Scoreboard: Who Won Dec. 6, 1963

2 minute read
TIME

— Roger Staubach, 21: the Heisman Trophy, awarded annually to the best college football player in the U.S. Everybody’s All-America, Navy Quarterback Staubach made a runaway of the voting by sportswriters and broadcasters (polling 517 first-place votes to 65 for Runner-up Billy Lothridge of Georgia Tech), became the fourth junior ever to win the trophy and the first since Ohio State’s Vic Janowicz in 1950.

> Jack Nicklaus, 23: a tie for fifth place in the Cajun Classic at Lafayette, La., worth $1,050—enough to push his official 1963 winnings to $100,040 and make him the second golfer ever to win more than $100,000 in a single year.
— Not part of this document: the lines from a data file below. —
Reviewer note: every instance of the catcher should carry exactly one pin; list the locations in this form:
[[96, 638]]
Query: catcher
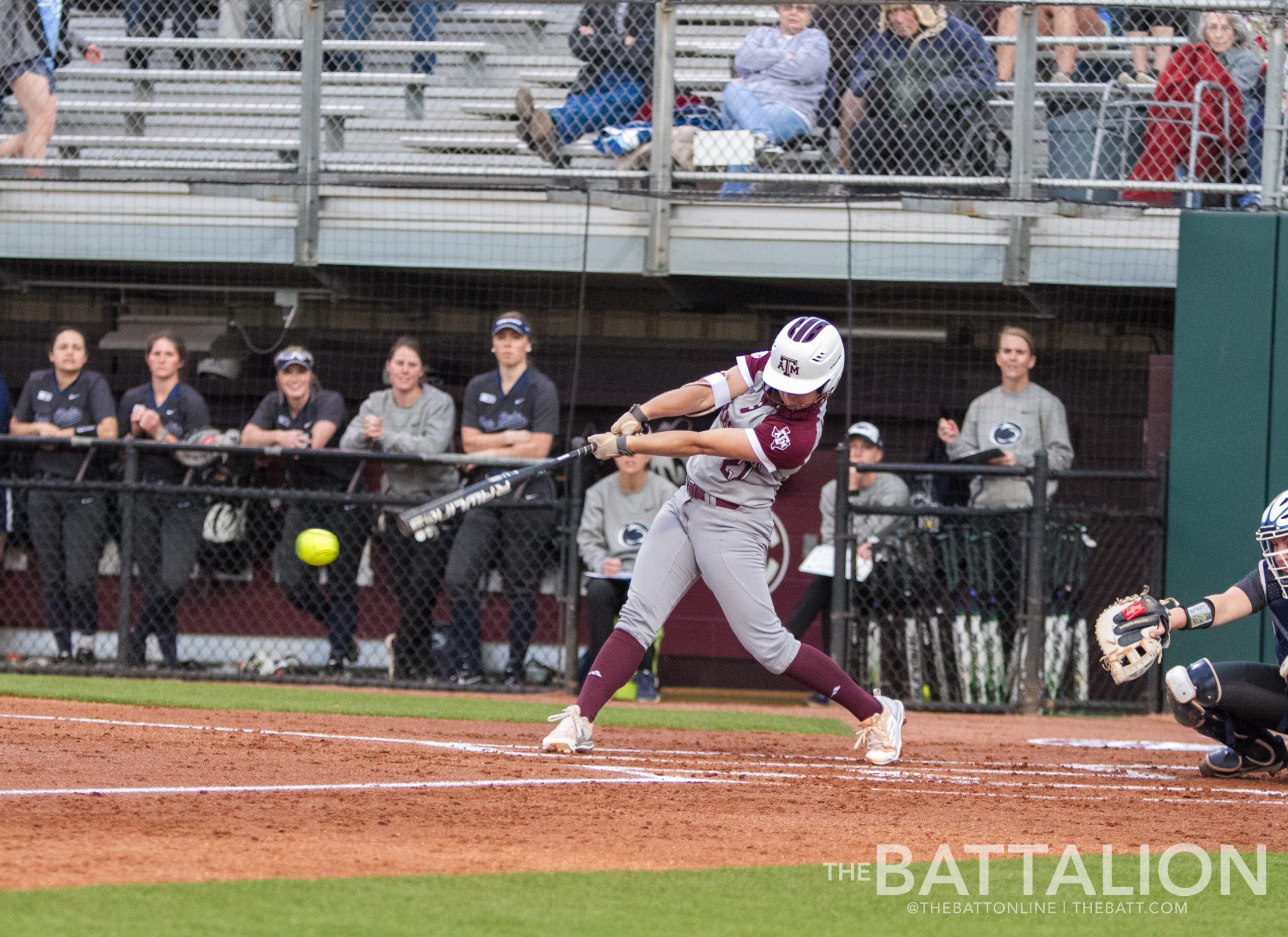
[[1241, 704]]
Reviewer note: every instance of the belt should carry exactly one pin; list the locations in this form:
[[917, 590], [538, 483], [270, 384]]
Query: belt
[[700, 495]]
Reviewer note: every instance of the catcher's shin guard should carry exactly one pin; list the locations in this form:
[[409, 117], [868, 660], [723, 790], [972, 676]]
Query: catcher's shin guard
[[1192, 691], [1263, 750]]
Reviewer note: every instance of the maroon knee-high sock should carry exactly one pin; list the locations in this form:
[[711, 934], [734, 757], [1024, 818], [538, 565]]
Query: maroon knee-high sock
[[615, 664], [820, 673]]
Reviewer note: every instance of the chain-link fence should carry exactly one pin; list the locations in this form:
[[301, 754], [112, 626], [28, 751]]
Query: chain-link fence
[[1156, 105], [942, 602], [105, 566]]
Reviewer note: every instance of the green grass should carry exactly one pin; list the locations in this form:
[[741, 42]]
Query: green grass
[[715, 903], [279, 699]]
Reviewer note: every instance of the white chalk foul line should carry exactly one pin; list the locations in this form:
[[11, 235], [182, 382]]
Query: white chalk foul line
[[373, 786], [1122, 744]]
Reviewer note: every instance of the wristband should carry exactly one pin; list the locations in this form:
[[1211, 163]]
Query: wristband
[[1199, 615], [719, 386], [638, 413]]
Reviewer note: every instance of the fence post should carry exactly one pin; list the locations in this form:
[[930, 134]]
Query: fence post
[[1022, 119], [125, 550], [1273, 134], [572, 565], [1032, 616], [311, 134], [657, 251], [840, 616], [1160, 571]]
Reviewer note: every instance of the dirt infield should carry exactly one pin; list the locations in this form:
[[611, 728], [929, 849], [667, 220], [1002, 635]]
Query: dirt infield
[[104, 793]]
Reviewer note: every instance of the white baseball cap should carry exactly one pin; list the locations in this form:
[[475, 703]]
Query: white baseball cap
[[868, 432]]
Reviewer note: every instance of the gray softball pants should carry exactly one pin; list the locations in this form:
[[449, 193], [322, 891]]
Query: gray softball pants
[[727, 550]]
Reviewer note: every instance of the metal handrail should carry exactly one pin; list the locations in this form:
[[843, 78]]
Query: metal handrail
[[270, 451]]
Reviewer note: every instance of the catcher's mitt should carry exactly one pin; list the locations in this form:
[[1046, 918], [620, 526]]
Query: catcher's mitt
[[1121, 631]]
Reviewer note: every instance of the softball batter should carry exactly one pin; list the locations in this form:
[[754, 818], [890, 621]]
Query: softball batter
[[769, 419]]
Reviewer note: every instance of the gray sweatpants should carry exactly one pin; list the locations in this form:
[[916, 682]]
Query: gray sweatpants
[[727, 548]]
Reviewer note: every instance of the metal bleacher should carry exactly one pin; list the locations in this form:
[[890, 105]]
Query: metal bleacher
[[237, 105], [240, 100]]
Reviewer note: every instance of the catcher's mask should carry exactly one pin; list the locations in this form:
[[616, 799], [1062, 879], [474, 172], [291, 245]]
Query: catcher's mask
[[1274, 526]]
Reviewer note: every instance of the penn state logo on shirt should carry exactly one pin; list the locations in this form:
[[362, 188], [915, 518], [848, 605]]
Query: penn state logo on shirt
[[631, 534], [1008, 433]]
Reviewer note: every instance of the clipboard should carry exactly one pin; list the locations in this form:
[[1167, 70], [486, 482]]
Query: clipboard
[[821, 561], [982, 458]]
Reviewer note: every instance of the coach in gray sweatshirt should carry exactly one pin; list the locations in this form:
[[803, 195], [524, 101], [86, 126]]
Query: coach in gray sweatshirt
[[1018, 418], [617, 513], [417, 419]]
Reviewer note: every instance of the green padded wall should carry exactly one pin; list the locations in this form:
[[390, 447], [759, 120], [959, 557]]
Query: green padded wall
[[1232, 289]]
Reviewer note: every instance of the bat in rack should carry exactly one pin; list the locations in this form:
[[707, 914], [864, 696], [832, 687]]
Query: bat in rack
[[422, 521]]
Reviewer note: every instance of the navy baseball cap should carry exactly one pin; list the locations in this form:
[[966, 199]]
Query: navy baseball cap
[[512, 323], [868, 432], [293, 356]]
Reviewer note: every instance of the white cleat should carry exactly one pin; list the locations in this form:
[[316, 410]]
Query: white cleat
[[572, 735], [882, 734]]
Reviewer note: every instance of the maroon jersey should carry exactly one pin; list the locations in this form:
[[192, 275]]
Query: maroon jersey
[[782, 440]]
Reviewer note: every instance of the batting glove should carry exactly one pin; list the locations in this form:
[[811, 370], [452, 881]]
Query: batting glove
[[608, 445], [630, 423]]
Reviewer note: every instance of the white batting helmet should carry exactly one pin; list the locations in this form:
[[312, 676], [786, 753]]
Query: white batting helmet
[[808, 355]]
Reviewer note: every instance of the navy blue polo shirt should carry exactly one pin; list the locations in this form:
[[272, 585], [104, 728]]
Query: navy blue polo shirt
[[82, 405], [182, 412], [532, 405], [325, 475]]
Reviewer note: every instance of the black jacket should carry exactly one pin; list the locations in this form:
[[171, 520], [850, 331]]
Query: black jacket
[[604, 51]]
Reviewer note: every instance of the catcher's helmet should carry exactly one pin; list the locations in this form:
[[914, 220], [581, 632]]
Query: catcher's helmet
[[1274, 524], [808, 355]]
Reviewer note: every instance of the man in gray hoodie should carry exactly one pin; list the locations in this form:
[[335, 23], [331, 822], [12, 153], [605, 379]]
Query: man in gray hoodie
[[617, 513], [1018, 418], [417, 419]]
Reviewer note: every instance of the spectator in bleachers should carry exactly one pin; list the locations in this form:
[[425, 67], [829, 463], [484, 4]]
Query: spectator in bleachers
[[7, 507], [167, 527], [920, 87], [848, 28], [146, 20], [617, 513], [1053, 21], [1229, 39], [25, 70], [615, 42], [1161, 24], [782, 75], [1220, 53], [868, 489], [424, 29], [512, 412], [411, 418], [288, 22], [300, 414], [67, 526]]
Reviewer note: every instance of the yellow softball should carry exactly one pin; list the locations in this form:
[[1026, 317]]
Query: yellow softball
[[317, 547]]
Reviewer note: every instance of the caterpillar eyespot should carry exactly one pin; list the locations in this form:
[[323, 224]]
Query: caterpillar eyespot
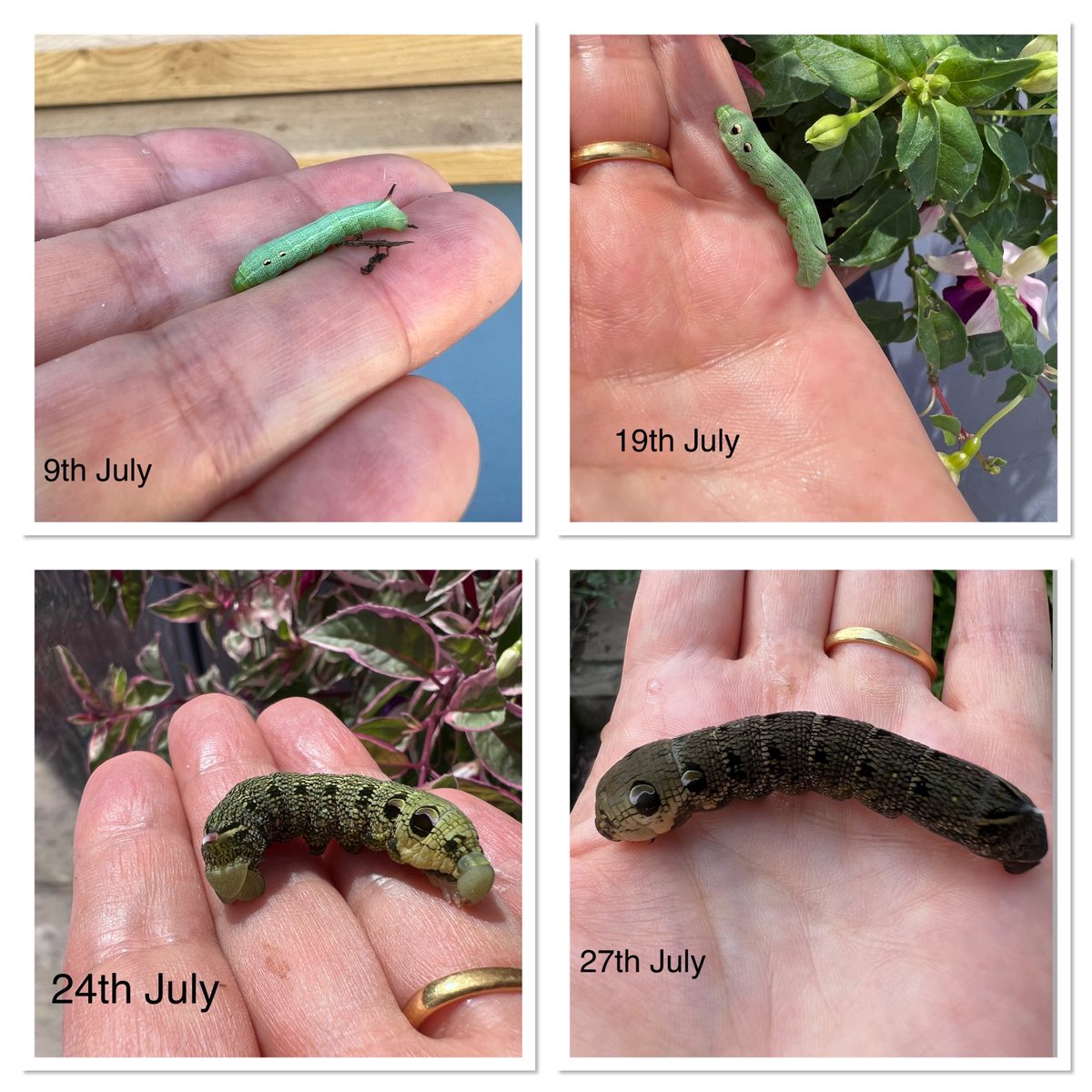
[[279, 255], [656, 787], [413, 827], [784, 187]]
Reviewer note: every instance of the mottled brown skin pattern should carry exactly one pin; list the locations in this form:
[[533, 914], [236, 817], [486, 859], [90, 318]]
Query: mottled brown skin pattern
[[410, 825], [656, 787]]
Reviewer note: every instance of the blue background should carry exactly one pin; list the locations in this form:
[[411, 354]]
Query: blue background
[[484, 371]]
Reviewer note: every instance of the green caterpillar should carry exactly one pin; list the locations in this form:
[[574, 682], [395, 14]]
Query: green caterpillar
[[414, 827], [784, 187], [279, 255]]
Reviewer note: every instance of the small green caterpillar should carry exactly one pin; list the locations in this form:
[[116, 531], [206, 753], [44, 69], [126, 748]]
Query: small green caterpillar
[[279, 255], [784, 187], [413, 827]]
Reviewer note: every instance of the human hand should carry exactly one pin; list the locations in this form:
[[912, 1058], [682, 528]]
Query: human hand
[[686, 315], [318, 966], [824, 928]]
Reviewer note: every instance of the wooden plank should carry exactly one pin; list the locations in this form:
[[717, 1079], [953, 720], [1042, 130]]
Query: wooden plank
[[274, 65], [470, 134]]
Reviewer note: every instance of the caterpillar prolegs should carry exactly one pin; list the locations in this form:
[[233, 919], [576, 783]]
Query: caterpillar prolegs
[[656, 787], [784, 187], [413, 827]]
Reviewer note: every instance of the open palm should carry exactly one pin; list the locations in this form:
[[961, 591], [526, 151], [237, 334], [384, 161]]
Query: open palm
[[322, 964], [290, 401], [686, 315], [824, 928]]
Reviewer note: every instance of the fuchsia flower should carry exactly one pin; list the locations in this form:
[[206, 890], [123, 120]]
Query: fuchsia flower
[[972, 298]]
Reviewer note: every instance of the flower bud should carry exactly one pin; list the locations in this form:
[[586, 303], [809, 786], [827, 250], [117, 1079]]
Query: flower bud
[[1046, 77], [831, 130]]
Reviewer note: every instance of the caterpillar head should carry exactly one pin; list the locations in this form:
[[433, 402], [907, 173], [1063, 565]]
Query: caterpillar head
[[645, 794], [737, 131], [229, 876]]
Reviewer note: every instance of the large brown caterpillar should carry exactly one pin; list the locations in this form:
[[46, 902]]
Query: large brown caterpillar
[[656, 787], [414, 827]]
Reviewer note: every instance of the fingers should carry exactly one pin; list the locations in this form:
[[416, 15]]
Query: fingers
[[410, 452], [86, 181], [898, 603], [698, 76], [140, 918], [616, 92], [999, 664], [685, 614], [136, 273], [228, 392], [372, 953]]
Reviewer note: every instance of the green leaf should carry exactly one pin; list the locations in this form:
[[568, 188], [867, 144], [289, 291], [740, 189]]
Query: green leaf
[[784, 76], [853, 64], [1019, 332], [134, 585], [887, 321], [192, 604], [950, 426], [468, 652], [976, 80], [883, 232], [960, 152], [102, 582], [478, 703], [77, 677], [1009, 147], [390, 642], [942, 336], [145, 693], [986, 249], [920, 129], [907, 54], [988, 352], [1016, 387]]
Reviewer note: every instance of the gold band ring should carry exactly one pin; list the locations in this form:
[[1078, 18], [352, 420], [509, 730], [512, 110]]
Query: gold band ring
[[868, 636], [454, 987], [618, 150]]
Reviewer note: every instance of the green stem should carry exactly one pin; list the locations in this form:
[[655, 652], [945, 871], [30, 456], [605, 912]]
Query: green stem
[[1000, 413], [898, 88], [1016, 114]]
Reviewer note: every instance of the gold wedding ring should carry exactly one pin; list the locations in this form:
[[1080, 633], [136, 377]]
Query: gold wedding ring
[[454, 987], [618, 150], [867, 636]]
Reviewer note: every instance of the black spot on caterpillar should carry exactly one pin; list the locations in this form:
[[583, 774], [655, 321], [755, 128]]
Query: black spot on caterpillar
[[656, 787], [784, 187], [414, 827], [284, 252]]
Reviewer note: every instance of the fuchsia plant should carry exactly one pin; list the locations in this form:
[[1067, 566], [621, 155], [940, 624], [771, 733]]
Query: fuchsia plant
[[424, 665]]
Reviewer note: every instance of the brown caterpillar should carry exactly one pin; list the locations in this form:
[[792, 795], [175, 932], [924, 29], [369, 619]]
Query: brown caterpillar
[[656, 787], [414, 827]]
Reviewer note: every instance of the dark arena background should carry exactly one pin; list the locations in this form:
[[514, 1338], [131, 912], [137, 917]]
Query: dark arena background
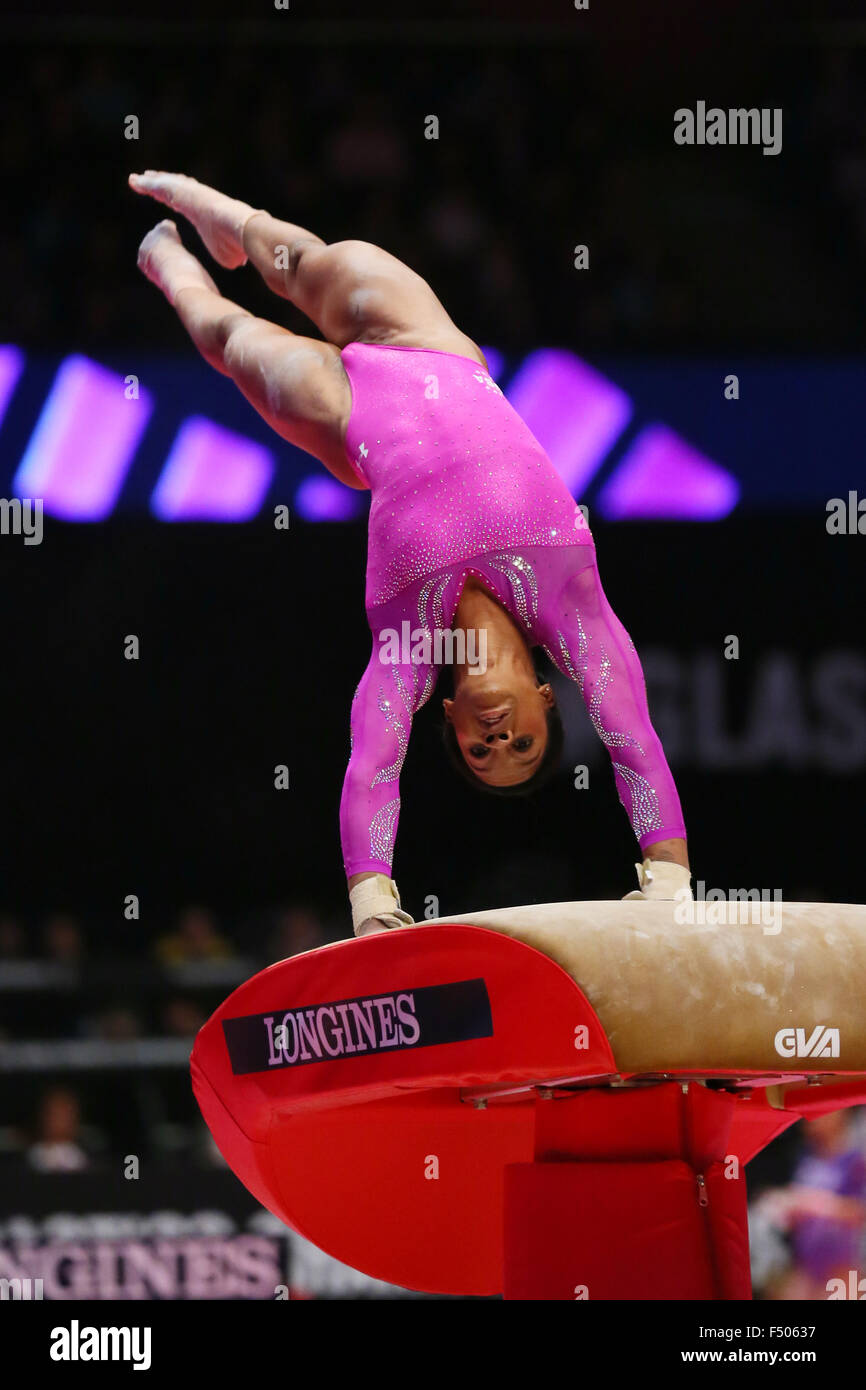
[[188, 615]]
The first: Arnold Palmer, 34, who tops the money winners’ list with $128,230.

> Texas: a nail-biting 15-13 victory over undermanned, underdog (by 13 points) Texas A. & M. that ensured the No. 1-ranked Longhorns an undefeated season (and probably the national championship)—but did little for their prestige. Illinois shackled Michigan State 13-0 to win its first Big Ten title in ten years, and No. 4-ranked Mississippi backed into the Southeastern Conference championship by eking out a 10-10 tie with unranked Mississippi State. In another intrastate battle, Auburn capitalized on Alabama mistakes for a 10-8 victory—the first time the Tigers had even scored on Alabama since 1958.

The Ivy League issue never did get settled: Yale upset Harvard 20-6, Dartmouth turned a last-quarter Princeton fumble into a 22-21 victory—and Dartmouth and Princeton wound up tied for the conference championship. With only a scattering of games still remaining on the college schedule, most post-season bowl opponents were already chosen.

The lineup: Rose Bowl, Illinois (7-1-1) v. Washington (6-4-0); Sugar Bowl, Mississippi (7-0-2) v. Alabama (7-2-0); Orange Bowl, Nebraska (9-1-0) v. Auburn (9-1-0); Bluebonnet Bowl, Louisiana State (7-3-0) v. Baylor (6-3-0); Cotton Bowl, Texas (10-0-0) v. Navy (8-1-0) or Pitt (7-1-0).